Who are the models for me of stylish and academic writing? C.S. Lewis, D. Sayers, C.H. Dodd, G.B. Caird, C.F.D. Moule. Each, by the way, far more known for short elegant books rather than doorstoppers. The best-written academic book I’ve ever read is C.H. Dodd’s According to the Scriptures. I lay down this: no book over 500 pages can be stylish, however well written it may be.

What is the reality? Sword:

Pick up any guide to effective writing and what will you find? Probably some version of the advice that Strunk and White offered more than half a century ago in their classic book The Elements of Style: always use clear, precise language, even when expressing complex ideas; engage your reader’s attention through examples, illustrations, and anecdotes; avoid opaque jargon; vary your vocabulary, sentence length, and frames of reference; favor active verbs and concrete nouns; write with conviction, passion, and verve. Pick up a peer-reviewed journal in just about any academic discipline and what will you find? Impersonal, stodgy, jargon-laden, abstract prose that ignores or defies most of the stylistic principles outlined above (3).

What are the demonstrable features of stylish academic prose? Sword, who has a chp on each:

*interesting, eye-catching titles and subtitles;

• first-person anecdotes or asides that humanize the author and give the text an individual flavor; [SMcK: those who think they should write disinterestedly become uninteresting because their prose yields to the impersonal and impersonality reveals a kind of personality, not the absence of personality.]

* catchy opening paragraphs that recount an interesting story, ask a challenging question, dissect a problem, or otherwise hook and hold the reader;

• concrete nouns (as opposed to nominalized abstractions such as “nominalization” or “abstraction”) and active, energetic verbs (as opposed to forms of be and bland standbys such as make, find, or show);

* numerous examples, especially when explaining abstract concepts;

* visual illustrations beyond the usual Excel-generated pie charts and bar graphs (for example, photographs, manuscript facsimiles, drawings, diagrams, and reproductions);

* references to a broad range of academic, literary, and historical sources indicative of wide reading and collegia! conversations both within and outside their own fields. * humor, whether explicit or understated (8).

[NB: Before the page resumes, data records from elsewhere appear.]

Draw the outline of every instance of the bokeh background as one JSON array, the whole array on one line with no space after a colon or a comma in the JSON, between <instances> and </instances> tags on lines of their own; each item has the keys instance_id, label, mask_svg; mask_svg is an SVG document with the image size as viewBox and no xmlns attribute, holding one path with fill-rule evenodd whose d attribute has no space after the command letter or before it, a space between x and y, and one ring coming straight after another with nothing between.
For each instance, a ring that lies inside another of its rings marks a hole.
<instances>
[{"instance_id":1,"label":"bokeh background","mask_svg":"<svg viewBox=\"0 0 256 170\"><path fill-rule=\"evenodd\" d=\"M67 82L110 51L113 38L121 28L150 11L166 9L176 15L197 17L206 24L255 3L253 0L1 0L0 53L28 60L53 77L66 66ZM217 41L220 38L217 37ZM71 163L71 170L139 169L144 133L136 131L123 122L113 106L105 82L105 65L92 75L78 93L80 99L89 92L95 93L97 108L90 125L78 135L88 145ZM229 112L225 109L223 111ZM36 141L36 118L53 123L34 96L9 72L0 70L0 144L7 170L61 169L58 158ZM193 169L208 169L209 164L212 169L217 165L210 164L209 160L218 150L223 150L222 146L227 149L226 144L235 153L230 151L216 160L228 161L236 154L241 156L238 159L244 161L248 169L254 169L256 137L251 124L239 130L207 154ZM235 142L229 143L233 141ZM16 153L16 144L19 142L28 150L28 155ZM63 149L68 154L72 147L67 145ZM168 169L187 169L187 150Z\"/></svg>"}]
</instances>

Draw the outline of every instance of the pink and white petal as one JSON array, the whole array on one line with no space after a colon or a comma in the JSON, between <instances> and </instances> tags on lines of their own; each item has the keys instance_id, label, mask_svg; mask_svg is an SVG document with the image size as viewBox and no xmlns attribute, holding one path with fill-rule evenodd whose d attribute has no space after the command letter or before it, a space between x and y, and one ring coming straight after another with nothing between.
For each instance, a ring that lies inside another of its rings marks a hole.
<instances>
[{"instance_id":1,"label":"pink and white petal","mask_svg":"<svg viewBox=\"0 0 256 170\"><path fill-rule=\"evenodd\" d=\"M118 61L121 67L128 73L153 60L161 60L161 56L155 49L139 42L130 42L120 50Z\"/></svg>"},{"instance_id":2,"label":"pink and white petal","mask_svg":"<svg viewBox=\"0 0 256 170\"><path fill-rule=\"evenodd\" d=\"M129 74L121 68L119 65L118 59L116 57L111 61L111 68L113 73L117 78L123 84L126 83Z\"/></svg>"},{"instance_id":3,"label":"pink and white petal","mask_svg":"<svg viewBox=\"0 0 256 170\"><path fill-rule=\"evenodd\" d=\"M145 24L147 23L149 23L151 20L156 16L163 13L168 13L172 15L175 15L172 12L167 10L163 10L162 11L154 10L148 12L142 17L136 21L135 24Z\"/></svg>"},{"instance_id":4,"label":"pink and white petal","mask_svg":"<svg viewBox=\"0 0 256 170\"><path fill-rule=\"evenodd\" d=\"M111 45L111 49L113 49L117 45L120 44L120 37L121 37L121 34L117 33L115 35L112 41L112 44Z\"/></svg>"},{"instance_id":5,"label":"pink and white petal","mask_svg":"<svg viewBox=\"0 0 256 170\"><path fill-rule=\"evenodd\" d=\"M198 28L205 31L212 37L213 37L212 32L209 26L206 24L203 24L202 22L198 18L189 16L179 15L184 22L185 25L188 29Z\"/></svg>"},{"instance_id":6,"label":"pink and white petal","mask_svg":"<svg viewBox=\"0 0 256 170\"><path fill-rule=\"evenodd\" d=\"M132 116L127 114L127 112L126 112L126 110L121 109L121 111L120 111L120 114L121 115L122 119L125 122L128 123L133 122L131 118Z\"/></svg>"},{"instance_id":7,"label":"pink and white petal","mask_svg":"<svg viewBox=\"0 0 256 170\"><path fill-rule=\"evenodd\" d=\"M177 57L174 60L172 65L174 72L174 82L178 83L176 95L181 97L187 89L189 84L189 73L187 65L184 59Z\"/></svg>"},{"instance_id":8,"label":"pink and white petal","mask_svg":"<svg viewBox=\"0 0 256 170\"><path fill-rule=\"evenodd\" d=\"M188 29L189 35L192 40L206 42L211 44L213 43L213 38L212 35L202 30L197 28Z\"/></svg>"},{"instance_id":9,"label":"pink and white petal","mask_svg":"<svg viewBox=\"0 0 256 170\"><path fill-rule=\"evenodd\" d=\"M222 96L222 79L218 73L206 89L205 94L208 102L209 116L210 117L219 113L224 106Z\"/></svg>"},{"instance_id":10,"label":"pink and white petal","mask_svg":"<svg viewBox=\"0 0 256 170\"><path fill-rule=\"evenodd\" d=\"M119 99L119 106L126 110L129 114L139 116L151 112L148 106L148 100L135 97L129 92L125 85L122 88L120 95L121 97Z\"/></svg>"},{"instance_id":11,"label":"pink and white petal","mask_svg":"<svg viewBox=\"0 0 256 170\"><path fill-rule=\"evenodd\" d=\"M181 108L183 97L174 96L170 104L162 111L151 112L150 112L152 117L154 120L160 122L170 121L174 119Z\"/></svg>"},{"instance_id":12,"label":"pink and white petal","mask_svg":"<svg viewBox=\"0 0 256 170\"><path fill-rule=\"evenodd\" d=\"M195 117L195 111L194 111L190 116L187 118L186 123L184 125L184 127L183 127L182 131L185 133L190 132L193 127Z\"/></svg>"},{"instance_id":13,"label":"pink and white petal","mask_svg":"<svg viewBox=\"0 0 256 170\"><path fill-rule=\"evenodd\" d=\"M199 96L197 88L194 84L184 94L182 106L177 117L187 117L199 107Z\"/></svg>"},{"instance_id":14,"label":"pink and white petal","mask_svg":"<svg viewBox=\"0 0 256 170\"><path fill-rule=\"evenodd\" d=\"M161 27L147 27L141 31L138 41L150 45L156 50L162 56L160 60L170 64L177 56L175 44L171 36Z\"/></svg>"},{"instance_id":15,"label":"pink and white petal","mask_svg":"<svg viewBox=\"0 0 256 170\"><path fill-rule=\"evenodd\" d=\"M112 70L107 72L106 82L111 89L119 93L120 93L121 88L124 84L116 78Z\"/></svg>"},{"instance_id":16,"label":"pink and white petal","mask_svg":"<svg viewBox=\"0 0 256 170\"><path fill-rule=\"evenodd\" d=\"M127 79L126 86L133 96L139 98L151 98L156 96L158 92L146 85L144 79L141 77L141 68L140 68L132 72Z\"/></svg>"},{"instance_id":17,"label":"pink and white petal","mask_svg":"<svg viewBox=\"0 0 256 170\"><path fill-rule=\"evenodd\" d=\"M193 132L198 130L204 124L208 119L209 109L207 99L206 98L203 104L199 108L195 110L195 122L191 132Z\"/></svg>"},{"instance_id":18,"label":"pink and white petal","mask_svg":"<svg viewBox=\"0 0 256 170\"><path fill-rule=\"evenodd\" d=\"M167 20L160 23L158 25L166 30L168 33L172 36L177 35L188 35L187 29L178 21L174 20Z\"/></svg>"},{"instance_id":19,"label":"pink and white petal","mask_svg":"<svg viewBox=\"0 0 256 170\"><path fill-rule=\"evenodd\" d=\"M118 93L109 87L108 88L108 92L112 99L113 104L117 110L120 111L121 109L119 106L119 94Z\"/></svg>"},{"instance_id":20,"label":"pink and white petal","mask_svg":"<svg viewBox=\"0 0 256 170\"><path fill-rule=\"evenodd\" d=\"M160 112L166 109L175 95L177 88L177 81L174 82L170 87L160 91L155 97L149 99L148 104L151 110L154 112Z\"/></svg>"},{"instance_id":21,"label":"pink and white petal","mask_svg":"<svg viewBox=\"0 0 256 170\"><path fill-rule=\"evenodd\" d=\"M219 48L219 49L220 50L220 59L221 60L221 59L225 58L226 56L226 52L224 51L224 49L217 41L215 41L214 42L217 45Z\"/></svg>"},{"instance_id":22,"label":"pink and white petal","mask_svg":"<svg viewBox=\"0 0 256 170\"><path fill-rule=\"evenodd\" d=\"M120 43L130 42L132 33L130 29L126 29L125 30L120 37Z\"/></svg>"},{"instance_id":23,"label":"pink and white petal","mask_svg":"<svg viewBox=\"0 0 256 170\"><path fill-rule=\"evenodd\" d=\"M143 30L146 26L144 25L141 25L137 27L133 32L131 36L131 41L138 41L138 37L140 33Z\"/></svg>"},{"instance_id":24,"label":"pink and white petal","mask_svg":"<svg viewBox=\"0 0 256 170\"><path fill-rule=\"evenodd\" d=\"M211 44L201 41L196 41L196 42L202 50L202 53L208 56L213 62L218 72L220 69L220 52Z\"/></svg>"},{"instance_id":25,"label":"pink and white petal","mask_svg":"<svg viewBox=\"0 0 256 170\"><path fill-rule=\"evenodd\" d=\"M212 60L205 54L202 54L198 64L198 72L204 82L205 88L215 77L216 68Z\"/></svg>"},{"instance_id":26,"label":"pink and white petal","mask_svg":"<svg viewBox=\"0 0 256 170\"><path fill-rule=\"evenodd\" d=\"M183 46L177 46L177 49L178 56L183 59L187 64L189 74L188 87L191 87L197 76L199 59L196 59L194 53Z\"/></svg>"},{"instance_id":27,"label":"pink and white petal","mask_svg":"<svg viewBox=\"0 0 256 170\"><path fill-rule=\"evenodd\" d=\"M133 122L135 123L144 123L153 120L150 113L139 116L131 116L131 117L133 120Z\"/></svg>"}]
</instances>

Assignment: Pick two authors, one you love to read and would read if you had the time and one whom you read because you have to. Now read 2 pages and see where they fit on this list. 

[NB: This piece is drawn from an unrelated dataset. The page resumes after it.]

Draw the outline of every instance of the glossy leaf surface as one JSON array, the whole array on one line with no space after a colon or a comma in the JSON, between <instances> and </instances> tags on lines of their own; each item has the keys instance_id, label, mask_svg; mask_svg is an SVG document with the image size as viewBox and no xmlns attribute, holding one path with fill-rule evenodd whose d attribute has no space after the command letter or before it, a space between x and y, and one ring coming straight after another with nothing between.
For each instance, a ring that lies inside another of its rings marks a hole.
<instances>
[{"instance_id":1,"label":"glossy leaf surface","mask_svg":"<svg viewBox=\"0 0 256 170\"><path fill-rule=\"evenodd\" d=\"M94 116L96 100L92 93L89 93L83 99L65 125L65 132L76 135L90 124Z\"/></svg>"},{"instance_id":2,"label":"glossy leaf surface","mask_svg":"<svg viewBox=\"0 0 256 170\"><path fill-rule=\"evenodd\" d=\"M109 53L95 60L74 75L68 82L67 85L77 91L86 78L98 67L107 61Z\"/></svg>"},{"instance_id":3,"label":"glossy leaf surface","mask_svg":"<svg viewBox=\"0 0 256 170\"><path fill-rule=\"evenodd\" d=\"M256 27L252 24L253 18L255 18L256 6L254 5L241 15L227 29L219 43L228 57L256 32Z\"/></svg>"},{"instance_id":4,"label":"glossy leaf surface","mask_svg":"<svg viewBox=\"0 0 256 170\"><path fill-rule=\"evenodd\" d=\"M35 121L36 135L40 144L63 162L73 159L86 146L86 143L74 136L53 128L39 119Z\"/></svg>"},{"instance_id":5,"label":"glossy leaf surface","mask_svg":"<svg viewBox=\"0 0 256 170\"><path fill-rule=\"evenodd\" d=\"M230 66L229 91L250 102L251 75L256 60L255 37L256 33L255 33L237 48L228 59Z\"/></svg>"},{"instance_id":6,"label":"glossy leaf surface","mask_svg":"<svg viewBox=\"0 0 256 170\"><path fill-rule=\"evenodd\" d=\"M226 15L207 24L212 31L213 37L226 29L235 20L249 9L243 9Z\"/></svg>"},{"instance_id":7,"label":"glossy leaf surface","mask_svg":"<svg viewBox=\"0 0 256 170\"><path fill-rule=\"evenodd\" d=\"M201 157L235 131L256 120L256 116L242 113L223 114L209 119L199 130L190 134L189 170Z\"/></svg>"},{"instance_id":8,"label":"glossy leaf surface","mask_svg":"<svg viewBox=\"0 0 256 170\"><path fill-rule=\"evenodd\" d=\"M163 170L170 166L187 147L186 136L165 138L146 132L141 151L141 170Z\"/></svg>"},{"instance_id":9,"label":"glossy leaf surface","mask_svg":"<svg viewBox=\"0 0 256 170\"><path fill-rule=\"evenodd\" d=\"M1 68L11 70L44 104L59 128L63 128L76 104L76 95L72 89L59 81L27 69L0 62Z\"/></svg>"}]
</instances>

Helen Sword reveals that, in spite of the inertia of bad patterns of writing, each academic discipline has it share of stylish writers. “Scientists can choose to use active verbs. Social scientists can choose to introduce a personal voice. Humanities scholars can choose to eschew disciplinary jargon. Informed choice is the stylish writer’s best weapon against the numbing forces of conformity and inertia” (30). And what about jargon, the blight of academic books? Sword:

Academics turn to jargon for a wide variety of reasons: to display their erudition, to signal membership in a disciplinary community, to demonstrate their mastery of complex concepts, to cut briskly into an ongoing scholarly conversation, to push knowledge in new directions, to challenge readers’ thinking, to convey ideas and facts efficiently, and to play around with language. Many of these motivations align well with the ideals of stylish academic writing. Wherever jargon shows its shiny face, however, the demon of academic hubris inevitably lurks in the shadows nearby. Academics who are committed to using language effectively and ethically—as a tool for communication, not as an emblem of power—need first of all to acknowledge the seductive power of jargon to bamboozle, obfuscate, and impress (120).